92nd American Meteorological Society Annual Meeting (January 22-26, 2012)

Wednesday, 25 January 2012
How HCN-Corrections to COOP-Data Eliminated Coastal-Cooling Trends in 1970-2010 Summer California Maximum Air Temperatures
Hall E (New Orleans Convention Center )
Amanuel T. Ghebreegziabher, San Jose State University, San Jose, CA; and B. Lebassi-Habtezion, J. E. Gonzalez, and R. D. Bornstein

Analyses of California COOP-site monthly-averaged summer Tmax-trends (over the period of 1970-2005) by Lebassi et al. (2009, in J. of Climate) have been extended by: (a) lengthening the period to 2010, (b) trend-comparisons with newly released HCN data, and (c) calculation of trends in annual Tmax-values. HCN data sets are NCDC-homogenized subsets of the “most trusted” COOP sites; they include 12 (of the 52 COOP sites) in the San Francisco Bay Area and four (of 28) in the Southern California Air Basin (SoCAB). COOP data used as HCN1 data were adjusted by NCDC for the following biases: (a) time-of-observations, (b) spatial inhomogeneity, (c) missing values, (d) changes in thermometer type, and (e) urban warming, while HCN2 data do not include the last two corrections. Comparison of the 35- and 40-year COOP monthly-averaged Tmax-trends at the 16 HCN sites showed a high correlation (0.96) between the two periods. It also showed, however, that as the six inland warming-sites (COOP sites that are also HCN sites) of Lebassi et al. are now generally warming a slightly lower rate than five years ago, the seven comparable coastal-cooling sites are thus now generally cooling at a slightly lower rate. Coastal-cooling was shown by Lebassi et al. as a “reverse-reaction” to the regional warming of inland areas, which triggers greater coastal sea breeze activity, and which thus increased cooling onshore flows.

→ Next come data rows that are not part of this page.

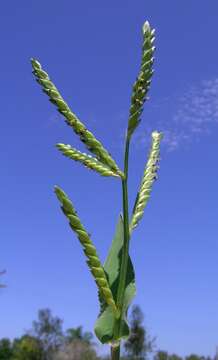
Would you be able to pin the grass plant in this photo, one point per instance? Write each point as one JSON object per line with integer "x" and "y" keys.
{"x": 115, "y": 279}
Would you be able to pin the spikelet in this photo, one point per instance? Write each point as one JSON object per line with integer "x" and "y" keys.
{"x": 88, "y": 248}
{"x": 142, "y": 83}
{"x": 88, "y": 160}
{"x": 150, "y": 174}
{"x": 79, "y": 128}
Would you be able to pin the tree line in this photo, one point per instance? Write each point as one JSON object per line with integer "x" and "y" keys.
{"x": 47, "y": 340}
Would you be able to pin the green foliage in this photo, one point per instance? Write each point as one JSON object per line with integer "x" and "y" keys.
{"x": 150, "y": 175}
{"x": 79, "y": 128}
{"x": 6, "y": 349}
{"x": 88, "y": 248}
{"x": 116, "y": 279}
{"x": 142, "y": 83}
{"x": 139, "y": 345}
{"x": 87, "y": 160}
{"x": 105, "y": 325}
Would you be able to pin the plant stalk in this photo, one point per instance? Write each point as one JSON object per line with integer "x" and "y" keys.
{"x": 115, "y": 352}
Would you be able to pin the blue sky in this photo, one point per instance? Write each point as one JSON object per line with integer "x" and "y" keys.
{"x": 92, "y": 52}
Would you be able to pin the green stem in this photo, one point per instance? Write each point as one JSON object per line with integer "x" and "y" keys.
{"x": 125, "y": 252}
{"x": 115, "y": 352}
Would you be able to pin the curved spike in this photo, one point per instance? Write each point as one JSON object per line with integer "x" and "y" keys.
{"x": 79, "y": 128}
{"x": 150, "y": 175}
{"x": 142, "y": 83}
{"x": 87, "y": 160}
{"x": 88, "y": 248}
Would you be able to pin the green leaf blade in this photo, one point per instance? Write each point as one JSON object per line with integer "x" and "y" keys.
{"x": 106, "y": 322}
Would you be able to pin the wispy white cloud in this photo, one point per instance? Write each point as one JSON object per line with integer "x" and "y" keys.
{"x": 185, "y": 118}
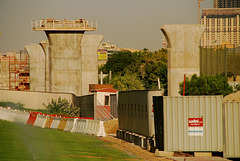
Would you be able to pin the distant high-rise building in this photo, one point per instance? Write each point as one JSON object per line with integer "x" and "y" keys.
{"x": 226, "y": 3}
{"x": 222, "y": 26}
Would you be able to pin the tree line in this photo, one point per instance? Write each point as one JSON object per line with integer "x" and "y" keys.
{"x": 141, "y": 70}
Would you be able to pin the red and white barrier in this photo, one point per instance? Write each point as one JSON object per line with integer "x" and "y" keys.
{"x": 79, "y": 125}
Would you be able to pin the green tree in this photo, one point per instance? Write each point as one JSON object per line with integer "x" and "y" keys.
{"x": 63, "y": 107}
{"x": 206, "y": 85}
{"x": 146, "y": 66}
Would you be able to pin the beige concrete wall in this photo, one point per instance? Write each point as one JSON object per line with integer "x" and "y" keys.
{"x": 37, "y": 67}
{"x": 45, "y": 46}
{"x": 65, "y": 62}
{"x": 90, "y": 44}
{"x": 183, "y": 53}
{"x": 4, "y": 74}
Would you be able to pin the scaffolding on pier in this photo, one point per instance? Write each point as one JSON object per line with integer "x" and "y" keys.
{"x": 19, "y": 72}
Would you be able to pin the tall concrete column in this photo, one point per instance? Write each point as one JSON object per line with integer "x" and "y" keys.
{"x": 183, "y": 53}
{"x": 45, "y": 46}
{"x": 65, "y": 56}
{"x": 37, "y": 67}
{"x": 90, "y": 44}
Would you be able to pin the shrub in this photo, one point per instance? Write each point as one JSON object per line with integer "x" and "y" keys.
{"x": 63, "y": 107}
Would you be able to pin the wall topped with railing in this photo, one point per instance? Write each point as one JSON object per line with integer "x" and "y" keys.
{"x": 64, "y": 25}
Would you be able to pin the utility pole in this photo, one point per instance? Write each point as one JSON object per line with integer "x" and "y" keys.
{"x": 199, "y": 11}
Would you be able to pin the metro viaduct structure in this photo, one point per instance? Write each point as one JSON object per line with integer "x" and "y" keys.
{"x": 183, "y": 53}
{"x": 67, "y": 62}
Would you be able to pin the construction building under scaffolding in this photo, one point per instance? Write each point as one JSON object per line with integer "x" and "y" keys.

Comparison of HCN1 and COOP 35-year Tmax-trends shows almost no correlation (0.15) between the two periods, as the HCN1-corrections changed six of the seven COOP cooling-sites into HCN1 warming-sites. Only the site with largest original COOP cooling rate also showed HCN1 cooling. Similar comparisons between the COOP and HCN2 sites showed that the HCN2-corrections changed fewer (only four) cooling-sites to warming-sites (and with lower warming-rates); a low correlation (0.44) thus existed between the HCN2 and HCN1 trend-values.

As many climate-change impacts (e.g., brown outs, heat stress, ozone peaks) depend on extreme Tmax-values, and not just averaged-monthly Tmax-values, the SoCAB distribution of the highest COOP Tmax-values anytime (at each of its 28 sites) during the period from 1970-2010 shows three sub-areas, with a boundary-temperature of 34 C (and with the following ranges): (a) cool coastal (27-34 C), (b) cool mountain-tops (28-34 C), and (c) in-between hot-area (34-40 C). The spatial distribution of the trends in these extreme Tmax-values show decreases up to -0.8 C/dec in the coastal cooling areas and increases up to 0.6 C/dec in the inland and mountain warming areas. Note that these trends are larger than the monthly-averaged Tmax-trends (about ±0.3 C/dec) in Lebassi et al.